A ce titre, la demande a été faite pour qu’une concertation rapide se fasse pour la mise en œuvre du prélèvement à la source avec toutes les conséquences salariales qu’implique cette mesure.
La mise en œuvre du prélèvement à la source est certes une solution adéquate mais celle-ci devrait être accompagnée de mesures salariales tendant à limiter l’impact fiscal sur les salaires perçus par les agents comme rappelé lors du CTPM.
L’ambassade s’étant engagé sur les prélèvements à la source en contre partie de l’abandon des poursuites par les services fiscaux, la réponse de l’administration est vague concernant l’effacement qui serait encore en cours de discussions avec les autorités marocaines alors même que des dons auraient été fait dans le cadre de la visite du premier ministre FILLON lors de sa visite au Maroc dans le cadre du projet d’étude concernant le TGV comme souligné lors du CTPM. 
En effet, La France devrait verser une subvention d’aide de 75 millions d’euros pour des études de faisabilité du TGV entre Casablanca et Tanger.
Il demeure néanmoins nécessaire de souligner à cet effet, la nécessité d’aborder la question

Comme affirmé lors du CTPM, une étude comparative des salaires perçus devait être faite à la fois dans le secteur privé marocain et par rapport à d’autres représentations diplomatiques européennes.

LA GRILLE SALARIALE

A ce titre, la FSU tient à rappeler que la grille salariale du poste au Maroc appliquée depuis 2003 seulement pour le réseau consulaire et diplomatique n’a jamais tenu en compte du paramètre fiscal.
La grille salaire « Ambassade » adoptée est venue juste pour effacer les écarts discriminatoires existant auparavant (1 contrat pour les RL français et 1 autre pour les nationaux).
Les salaires ainsi versés pour les personnels ayant des responsabilités administratives ou techniques ne seraient plus compétitifs par rapport au marché local si le salaire n’était pas revu à la hausse (risque de migration vers des entreprises privés marocaines pour les personnels qualifiés).
Les agents dépendant des 8 EAF au Maroc sont toujours en attente de la mise en adéquation de la grille salariale vis à vis de leurs collègues exerçant dans le réseau diplomatique et consulaire et ce depuis plus de cinq ans.
Les agents des EAF se sont vus rétorqués l’avancement en 2006 sous prétexte que « la nouvelle grille salariale » serait effective au 01/01/2006.
La FSU a donc demandé à l’administration de respecter les règles locales car il s’agit de recrutement local soumis au droit local faisant référence dans les contrats à des possibilités d’avancement (à l’ancienneté, au mérite…).

La FSU demande donc dans un cadre général des moyens adéquats à la mesure des ambitions que défend le MAEE pour les agents des services français à l’étranger.

Retraite ADL

La FSU demande à l’administration le rachat des points de retraite non réglés par défaut d’immatriculation concernant les agents recrutés locaux du Maroc. Pour la plupart d’entre eux l’administration ne payait pas la part concernant la retraite (ni caisse française, ni caisse marocaine).
La réponse formulée par l’administration est claire à ce sujet : un examen individuel des demandes faites sera opéré à ce sujet. La FSU veillera auprès de l’administration centrale et locale pour que les agents concernés puissent bénéficier de cette mesure.

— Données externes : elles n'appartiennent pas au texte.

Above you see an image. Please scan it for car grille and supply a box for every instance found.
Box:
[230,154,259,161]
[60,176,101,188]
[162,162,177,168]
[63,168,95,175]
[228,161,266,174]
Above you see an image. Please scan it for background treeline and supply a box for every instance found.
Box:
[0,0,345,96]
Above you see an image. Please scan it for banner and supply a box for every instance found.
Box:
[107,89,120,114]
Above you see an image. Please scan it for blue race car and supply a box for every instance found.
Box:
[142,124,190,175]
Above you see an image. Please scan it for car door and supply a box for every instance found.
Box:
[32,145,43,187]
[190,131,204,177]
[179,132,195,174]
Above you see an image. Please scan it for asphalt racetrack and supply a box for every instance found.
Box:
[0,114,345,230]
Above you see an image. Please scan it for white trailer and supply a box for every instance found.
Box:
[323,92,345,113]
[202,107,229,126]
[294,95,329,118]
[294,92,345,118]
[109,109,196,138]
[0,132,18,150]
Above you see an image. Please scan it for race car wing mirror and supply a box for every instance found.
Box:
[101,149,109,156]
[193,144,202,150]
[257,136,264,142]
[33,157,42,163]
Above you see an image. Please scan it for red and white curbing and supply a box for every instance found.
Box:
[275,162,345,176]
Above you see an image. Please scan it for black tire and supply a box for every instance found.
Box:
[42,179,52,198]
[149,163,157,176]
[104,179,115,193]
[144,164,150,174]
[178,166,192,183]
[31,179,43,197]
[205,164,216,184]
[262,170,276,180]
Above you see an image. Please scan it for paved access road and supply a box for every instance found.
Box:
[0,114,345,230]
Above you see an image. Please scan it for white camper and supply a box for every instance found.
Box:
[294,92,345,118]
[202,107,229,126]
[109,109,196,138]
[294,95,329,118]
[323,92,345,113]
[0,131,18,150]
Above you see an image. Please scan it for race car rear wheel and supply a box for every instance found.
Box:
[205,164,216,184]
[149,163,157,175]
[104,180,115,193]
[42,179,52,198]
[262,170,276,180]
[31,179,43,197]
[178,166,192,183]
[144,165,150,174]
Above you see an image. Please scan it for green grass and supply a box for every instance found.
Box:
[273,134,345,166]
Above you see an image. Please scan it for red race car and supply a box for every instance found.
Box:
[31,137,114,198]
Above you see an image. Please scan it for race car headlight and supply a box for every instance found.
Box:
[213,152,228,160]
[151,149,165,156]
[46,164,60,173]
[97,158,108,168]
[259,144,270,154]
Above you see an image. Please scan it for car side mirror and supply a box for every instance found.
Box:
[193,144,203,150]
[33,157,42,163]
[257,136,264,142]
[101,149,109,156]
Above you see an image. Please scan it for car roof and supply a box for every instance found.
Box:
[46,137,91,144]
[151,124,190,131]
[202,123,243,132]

La FSU-MAE avec tous les personnels en centrale et à l’étranger

Peu de grain à moudre pour les personnels titulaires et contractuels dans ce CTP !
Dans l’état du ministère, prévoir moins de suppressions de postes de titulaires que un départ sur deux à la retraite est une bien maigre consolation (308 sur trois ans au lieu de 452). D’autant que 392 suppressions d’ETP sont prévues pour les recrutés locaux et les contractuels à durée déterminée.
Toutes ces suppressions sont à ajouter aux menaces que font peser sur les personnels du MAE le rapport Silicani et la loi sur la mobilité.

Côté rémunérations, des intentions qui demandent à être concrétisées :
-  de mieux prendre en compte la question du logement dans les IR. La FSU-MAE rappelle que le logement n’est pas le seul problème et qu’elle demande une prise en compte du coût vie réel ;
-  de mettre en œuvre la « garantie individuelle de pouvoir d’achat » (GIPA) avec toute la faiblesse du dispositif qui lie carrière et pouvoir d’achat ;
-  de créer à l’horizon 2009 un plafond dérogatoire de l’indemnité d’administration et de technicité (catégorie C et premiers échelons des B) ;
-  de pérenniser, au profit des agents C et B, le montant versé en 2007 au titre du reliquat de fin d’année, et qui correspond à la marge au plafond, calendrier à discuter
-  de mise en oeuvre de petites mesures pour les agents A et B en première partie de carrière, revalorisation des primes de base des jeunes CAE, augmentations pour les SAE et ASIC et relèvement des IFTS des ante Le Pors.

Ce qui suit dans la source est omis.